È stato lui ad accorgersi della presenza tra foglie e vegetazione della presenza di alcuni resti umani in avanzato stato di decomposizione. Da quel momento l'impervia zona boschiva tra Sora e Broccostella, in Ciociaria, è passata al setaccio anche dai cani molecolari che ieri hanno trovato la testa, il busto ed altri frammenti ossei del cadavere scoperto domenica dal passante. Secondo chi indaga si tratterebbe del corpo di un uomo di 60 anni scomparso il 2 luglio.
Quel bosco, ormai soprannominato degli orrori, è stato teatro di altre morti: 20 anni fa vi fu ritrovato il corpo di una ragazza uccisa dal fidanzato perché incinta. Nel 2014 un altro femminicidio, quello di un'insegnante di inglese abusata e poi uccisa e gettata in una scarpata.

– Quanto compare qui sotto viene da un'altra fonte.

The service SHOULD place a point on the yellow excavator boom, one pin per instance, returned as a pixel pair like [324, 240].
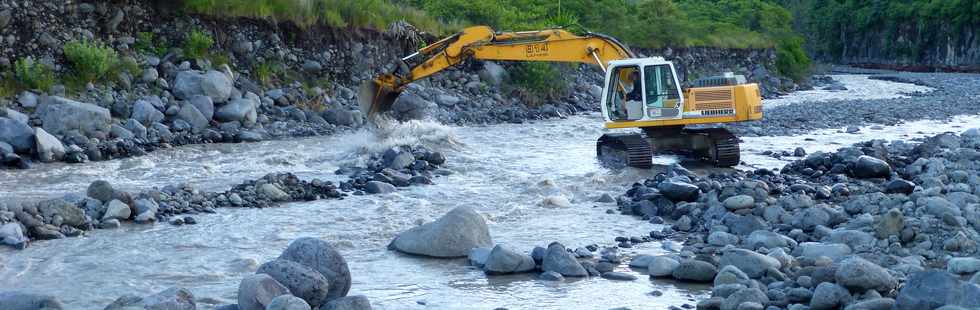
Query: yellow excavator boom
[482, 43]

Anche oggi sono proseguite le ricerche dei resti umani. Alla massiccia battuta ha partecipato la polizia di Frosinone e la Scientifica di Roma, insieme al personale della Squadra Cinofili di Malpensa. La parte del protagonista la sta facendo il cane molecolare Luna. In mattinata si è svolto il conferimento dell'incarico al medico legale nominato dalla Procura della Repubblica di Cassino al quale spetterà l'estrazione del profilo di Dna per la successiva comparazione e identificazione della salma rinvenuta nonché per la ricostruzione della dinamica e delle cause del decesso.